The Chapel of St John the Evangelist, formally, the Collegiate Chapel of St John the Evangelist, is an heritage-listed Anglican chapel that forms part of St John's College in the suburb of Meadowbank, Auckland, New Zealand. It is the oldest surviving church building in Auckland.

== History ==
Building began of the Chapel of St John the Evangelist in March 1847. The chapel was consecrated by Bishop Selwyn in November 1847. The chapel was designed by Frederick Thatcher and built at a cost of £330.

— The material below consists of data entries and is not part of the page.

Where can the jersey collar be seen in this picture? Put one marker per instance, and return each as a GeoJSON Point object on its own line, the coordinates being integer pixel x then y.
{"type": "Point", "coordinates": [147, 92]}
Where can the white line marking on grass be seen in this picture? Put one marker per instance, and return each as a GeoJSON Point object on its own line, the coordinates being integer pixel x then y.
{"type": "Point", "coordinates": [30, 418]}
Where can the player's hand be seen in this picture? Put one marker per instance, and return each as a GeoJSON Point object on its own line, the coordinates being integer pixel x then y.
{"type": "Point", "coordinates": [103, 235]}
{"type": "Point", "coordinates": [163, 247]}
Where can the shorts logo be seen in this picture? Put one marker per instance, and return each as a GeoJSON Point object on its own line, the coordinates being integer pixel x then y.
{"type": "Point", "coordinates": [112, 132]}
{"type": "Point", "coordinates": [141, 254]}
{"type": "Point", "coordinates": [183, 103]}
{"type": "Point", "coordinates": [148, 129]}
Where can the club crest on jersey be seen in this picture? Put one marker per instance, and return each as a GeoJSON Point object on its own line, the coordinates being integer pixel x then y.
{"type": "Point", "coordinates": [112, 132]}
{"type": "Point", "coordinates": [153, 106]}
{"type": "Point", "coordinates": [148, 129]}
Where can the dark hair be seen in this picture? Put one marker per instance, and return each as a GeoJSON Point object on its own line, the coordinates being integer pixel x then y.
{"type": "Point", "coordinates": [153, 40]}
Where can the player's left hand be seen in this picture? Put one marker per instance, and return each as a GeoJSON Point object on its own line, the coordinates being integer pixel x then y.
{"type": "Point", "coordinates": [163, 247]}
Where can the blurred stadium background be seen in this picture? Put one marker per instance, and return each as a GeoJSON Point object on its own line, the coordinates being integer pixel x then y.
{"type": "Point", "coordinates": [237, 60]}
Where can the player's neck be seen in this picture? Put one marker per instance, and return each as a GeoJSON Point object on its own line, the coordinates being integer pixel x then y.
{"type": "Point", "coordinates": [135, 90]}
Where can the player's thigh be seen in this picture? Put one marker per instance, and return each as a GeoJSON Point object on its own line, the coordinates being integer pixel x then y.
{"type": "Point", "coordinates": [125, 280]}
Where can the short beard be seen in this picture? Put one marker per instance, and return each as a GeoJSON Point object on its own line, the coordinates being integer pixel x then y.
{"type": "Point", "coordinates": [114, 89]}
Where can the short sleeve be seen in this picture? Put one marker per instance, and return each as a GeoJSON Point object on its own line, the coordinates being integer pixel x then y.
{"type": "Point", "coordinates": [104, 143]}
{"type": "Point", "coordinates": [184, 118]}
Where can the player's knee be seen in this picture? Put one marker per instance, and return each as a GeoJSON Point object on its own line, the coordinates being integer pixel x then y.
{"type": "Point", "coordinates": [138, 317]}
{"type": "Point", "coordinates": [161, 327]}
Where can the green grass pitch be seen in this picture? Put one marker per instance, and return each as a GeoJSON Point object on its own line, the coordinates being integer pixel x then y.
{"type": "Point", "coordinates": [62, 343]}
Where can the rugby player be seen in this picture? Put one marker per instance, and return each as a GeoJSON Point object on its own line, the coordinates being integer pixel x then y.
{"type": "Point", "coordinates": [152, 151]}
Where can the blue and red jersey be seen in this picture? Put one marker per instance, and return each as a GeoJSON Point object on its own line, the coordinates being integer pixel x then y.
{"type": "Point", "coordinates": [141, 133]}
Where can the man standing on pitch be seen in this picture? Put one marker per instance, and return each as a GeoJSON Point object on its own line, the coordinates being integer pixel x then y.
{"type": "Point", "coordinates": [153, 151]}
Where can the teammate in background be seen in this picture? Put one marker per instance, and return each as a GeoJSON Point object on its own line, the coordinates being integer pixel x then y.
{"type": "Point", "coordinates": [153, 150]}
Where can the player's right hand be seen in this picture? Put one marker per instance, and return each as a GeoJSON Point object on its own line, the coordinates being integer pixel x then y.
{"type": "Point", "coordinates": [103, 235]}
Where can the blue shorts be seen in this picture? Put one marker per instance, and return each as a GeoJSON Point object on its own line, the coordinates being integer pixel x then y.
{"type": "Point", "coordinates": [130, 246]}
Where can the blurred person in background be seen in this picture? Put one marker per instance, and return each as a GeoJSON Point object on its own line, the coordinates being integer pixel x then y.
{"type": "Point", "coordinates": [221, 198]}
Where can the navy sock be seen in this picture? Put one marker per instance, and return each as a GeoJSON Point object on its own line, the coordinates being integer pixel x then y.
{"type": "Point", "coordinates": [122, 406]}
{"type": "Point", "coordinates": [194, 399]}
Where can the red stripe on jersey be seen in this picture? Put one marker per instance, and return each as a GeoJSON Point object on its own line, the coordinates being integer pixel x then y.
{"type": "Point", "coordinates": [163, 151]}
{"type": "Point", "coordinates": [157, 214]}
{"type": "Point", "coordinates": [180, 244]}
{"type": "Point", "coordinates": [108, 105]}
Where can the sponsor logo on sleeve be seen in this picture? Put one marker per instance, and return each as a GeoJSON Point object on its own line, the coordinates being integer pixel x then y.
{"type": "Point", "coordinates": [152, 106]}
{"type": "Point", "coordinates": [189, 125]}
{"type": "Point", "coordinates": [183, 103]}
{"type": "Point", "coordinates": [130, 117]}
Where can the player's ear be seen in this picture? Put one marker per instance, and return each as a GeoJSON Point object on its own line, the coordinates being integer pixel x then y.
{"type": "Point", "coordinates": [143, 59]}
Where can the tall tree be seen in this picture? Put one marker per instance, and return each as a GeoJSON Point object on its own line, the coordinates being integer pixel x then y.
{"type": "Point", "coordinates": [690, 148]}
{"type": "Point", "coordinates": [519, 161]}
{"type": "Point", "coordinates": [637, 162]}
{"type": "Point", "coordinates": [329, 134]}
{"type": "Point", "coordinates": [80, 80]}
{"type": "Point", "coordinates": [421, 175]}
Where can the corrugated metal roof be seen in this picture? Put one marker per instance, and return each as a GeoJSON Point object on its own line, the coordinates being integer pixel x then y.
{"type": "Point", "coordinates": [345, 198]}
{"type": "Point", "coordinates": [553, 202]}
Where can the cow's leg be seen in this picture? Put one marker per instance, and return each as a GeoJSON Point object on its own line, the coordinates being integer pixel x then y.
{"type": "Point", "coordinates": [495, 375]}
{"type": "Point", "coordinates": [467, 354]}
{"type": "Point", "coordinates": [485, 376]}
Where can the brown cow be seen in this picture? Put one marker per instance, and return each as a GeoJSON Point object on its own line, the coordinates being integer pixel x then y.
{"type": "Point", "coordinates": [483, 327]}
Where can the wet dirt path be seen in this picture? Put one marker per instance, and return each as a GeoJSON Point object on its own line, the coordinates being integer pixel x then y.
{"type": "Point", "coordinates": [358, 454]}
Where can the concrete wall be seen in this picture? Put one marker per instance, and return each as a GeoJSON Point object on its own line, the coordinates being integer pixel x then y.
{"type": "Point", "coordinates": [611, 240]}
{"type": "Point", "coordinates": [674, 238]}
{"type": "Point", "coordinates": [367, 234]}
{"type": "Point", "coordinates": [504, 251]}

It was registered on 23 June 1983 by the New Zealand Historic Places Trust as a Category I historic place. It is still in use as a chapel on the site of St John's Theological College.

== Description ==
The Chapel was built of kauri and tōtara timber with a stone base. It is cruciform in plan with "apsidal east and west ends," and has externally exposed timber framing with Thatcher later stopped deploying in his church designs. It is the earliest surviving example of a Selwyn Church, which are notable for their "steeply pitched roofs, overhanging eaves, early English fenestration and carefully calculated proportions."

== Modifications ==
The belfry, designed by Archdeacon Philip Walsh, was added in the early 1870s under John Kinder while he was warden of the college. In 1959, the Chapel was enlarged by extending it to the west by 10ft and matched the original kauri and tōtara timber. This extension was undertaken by architects Patterson, Lewis & Sutcliffe, and on the north side, an additional vestry was added. There are also several memorial windows to those associated with the college.

The altar dates from 1934 and the altar candlesticks are made from wood from St Botolph's Church, Boston, Lincolnshire. The bell is made from metal from bells originally in York Minster.